I walked our of the Mudd Club at dawn. The gray skies promised snow. I had my bag in hand. I headed to the Holland Tunnel and stuck out my thumb. I was hitchhiking to Florida to meet my friends, the Bertonis, in Key West. The first ride took me to Philadelphia. I wasn’t on I-95, but a side highway. It was snowing. A wet hard snow. My feet were wet in an instant. The slushy fall wet my clothing. I had not been expecting this. I was fucked. The sky was dropped down lower.
Planes were taking off to the west from Philly’s airport. I had enough of hitchhiking and hailed a passing taxi. The driver took me to the airport, complaining about the weather. I bought a one-way ticket to Miami, which was taking off in fifteen minutes. I ran through the provincial airport and made the flight. It was full of young Spring Break revelers.
I had a trio of seats to myself.
Feeling like a wet dog left outside for bad behavior I ate the offered breakfast of processed eggs and ersatz sausage, washed down by bitter OJ. I crashed across the seat, shivering in my damp jeans and leather jacket and stayed asleep till the pilot announced our landing at Miami International.
Without any package to claim I deboarded the Whisper Jet into the air-conditioned terminal. I bought cheap sunglasses and a Florida map to plot my route to the Keys, then exited into the bright sunlight. I hadn’t been in Miami since 1975 and was struck on how the sun-bleached flatness extended from was so flat from the parking lot to the horizon. I jumped on a southbound city bus, instead of hitchhiking since Florida cops had it out for any nails sticking out of the conforming public. They made NYPD seem like hippies. The bus traveled through Coral Gables, Coconut Grove and the outer Cuban barrios and black slums.

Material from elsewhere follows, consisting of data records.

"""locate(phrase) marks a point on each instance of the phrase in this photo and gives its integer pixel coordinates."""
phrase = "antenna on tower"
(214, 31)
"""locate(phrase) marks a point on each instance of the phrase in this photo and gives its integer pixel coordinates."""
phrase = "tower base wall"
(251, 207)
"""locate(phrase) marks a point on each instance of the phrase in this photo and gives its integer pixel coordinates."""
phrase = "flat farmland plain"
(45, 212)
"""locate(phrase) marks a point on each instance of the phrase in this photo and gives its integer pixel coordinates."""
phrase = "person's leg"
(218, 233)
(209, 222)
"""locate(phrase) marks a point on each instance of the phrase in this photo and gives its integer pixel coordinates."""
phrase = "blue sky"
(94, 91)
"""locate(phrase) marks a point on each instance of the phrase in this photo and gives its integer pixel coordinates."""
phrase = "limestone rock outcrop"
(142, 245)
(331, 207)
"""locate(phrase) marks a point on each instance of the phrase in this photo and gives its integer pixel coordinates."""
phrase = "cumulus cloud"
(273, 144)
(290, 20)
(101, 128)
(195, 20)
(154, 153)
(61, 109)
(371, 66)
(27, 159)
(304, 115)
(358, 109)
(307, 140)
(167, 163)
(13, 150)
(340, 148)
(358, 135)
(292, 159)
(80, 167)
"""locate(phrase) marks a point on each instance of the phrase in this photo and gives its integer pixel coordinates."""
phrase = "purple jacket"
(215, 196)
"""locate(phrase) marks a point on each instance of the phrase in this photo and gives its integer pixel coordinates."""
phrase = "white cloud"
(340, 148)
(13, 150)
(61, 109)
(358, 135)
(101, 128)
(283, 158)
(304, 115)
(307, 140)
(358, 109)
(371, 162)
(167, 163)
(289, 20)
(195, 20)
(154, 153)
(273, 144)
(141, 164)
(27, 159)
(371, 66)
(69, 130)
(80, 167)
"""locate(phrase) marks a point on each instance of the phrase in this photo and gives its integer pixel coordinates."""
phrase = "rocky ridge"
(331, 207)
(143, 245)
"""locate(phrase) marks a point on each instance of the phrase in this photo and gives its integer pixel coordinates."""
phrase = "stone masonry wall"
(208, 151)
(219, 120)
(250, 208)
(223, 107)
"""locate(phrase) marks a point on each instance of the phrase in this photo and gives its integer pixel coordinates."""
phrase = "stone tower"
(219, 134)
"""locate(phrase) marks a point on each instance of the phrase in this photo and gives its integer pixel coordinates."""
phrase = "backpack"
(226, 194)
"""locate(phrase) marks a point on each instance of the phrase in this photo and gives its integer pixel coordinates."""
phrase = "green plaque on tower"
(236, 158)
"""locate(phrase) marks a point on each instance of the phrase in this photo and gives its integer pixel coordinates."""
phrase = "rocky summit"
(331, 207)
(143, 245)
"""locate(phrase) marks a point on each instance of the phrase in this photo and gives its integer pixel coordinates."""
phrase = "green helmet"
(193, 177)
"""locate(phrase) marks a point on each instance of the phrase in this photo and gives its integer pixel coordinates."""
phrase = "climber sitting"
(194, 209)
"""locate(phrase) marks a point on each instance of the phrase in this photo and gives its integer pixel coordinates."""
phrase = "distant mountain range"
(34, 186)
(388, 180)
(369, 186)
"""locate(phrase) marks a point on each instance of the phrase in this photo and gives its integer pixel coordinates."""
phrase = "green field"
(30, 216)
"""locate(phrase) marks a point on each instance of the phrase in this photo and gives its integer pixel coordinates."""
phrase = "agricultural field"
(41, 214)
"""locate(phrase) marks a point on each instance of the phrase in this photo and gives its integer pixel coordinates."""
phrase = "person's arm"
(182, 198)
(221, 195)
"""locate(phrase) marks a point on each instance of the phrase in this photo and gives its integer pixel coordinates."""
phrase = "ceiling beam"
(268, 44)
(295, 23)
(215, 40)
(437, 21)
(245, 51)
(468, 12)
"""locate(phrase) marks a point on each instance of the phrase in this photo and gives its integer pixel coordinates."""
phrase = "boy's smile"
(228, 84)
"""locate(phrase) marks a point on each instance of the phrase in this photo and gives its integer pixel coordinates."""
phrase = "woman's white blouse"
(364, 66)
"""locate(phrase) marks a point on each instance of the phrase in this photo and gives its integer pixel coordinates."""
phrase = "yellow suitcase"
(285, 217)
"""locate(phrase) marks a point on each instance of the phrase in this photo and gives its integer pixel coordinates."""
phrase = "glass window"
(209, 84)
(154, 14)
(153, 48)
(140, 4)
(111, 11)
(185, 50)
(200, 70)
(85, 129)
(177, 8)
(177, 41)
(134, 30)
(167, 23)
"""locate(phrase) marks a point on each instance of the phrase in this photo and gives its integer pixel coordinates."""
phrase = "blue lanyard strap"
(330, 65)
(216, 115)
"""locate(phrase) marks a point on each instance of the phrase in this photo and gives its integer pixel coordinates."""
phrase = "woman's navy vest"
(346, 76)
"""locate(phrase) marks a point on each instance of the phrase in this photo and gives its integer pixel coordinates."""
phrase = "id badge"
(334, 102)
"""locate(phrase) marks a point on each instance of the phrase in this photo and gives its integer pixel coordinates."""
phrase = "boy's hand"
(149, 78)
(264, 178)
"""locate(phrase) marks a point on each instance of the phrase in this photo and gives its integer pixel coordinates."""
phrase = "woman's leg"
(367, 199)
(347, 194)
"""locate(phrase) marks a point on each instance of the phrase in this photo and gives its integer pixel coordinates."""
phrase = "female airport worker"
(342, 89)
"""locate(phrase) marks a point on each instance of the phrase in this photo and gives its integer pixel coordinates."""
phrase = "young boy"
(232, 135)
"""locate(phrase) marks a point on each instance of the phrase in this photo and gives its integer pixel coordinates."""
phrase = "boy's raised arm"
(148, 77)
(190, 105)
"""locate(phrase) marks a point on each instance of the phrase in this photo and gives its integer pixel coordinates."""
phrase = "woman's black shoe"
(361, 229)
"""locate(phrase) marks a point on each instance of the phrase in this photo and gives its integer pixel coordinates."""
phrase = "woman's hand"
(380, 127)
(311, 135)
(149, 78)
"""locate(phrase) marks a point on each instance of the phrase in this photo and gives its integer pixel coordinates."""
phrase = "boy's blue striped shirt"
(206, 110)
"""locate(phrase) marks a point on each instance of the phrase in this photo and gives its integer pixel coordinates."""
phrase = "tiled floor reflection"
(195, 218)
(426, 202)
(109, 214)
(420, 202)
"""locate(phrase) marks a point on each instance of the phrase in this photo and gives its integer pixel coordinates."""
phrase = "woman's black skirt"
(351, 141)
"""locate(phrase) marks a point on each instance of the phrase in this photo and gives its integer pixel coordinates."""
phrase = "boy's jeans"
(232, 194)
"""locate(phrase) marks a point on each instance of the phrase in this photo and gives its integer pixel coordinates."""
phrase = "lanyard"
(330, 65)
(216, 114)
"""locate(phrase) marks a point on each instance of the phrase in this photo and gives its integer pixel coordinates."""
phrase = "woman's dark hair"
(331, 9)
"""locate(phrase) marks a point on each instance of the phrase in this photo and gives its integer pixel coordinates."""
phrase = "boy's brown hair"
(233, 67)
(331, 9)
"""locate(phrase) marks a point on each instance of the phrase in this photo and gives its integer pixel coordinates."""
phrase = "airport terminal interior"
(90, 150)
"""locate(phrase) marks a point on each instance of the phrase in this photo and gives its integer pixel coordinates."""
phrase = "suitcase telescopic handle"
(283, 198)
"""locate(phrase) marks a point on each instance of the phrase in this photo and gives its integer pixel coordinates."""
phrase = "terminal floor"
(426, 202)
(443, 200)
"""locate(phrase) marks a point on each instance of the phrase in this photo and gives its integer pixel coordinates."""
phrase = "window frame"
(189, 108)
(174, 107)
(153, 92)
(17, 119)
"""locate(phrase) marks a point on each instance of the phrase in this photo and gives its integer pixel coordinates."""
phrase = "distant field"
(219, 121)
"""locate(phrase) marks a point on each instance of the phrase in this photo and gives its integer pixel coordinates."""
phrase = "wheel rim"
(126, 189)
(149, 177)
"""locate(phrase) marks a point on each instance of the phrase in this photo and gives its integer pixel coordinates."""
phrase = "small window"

By the time the bus reached the end of its route, I was the only Caucasian on it and I felt good about being away from my race.
I began to hitchhike on US 1. The interstate was forbidden to me. B+Cuban and Black construction workers drove down the four-laner below Homestead to Florida City. US 1 was surrounded by the Everglades. A Cuban emigre gave me a ride to Islamorada, where I caught a bus to Key West. The old highway ended at Duvall street. It was 10PM on Duvall Street. The twenty-hour trip was no odyssey. I called the Bertonis. They weren’t far away. I was in Key West and I was dry and warm. I walked to their rented house, happy to be away from the last lash of winter.
ps the man in the snowy photo is the poet WH Auden. I think.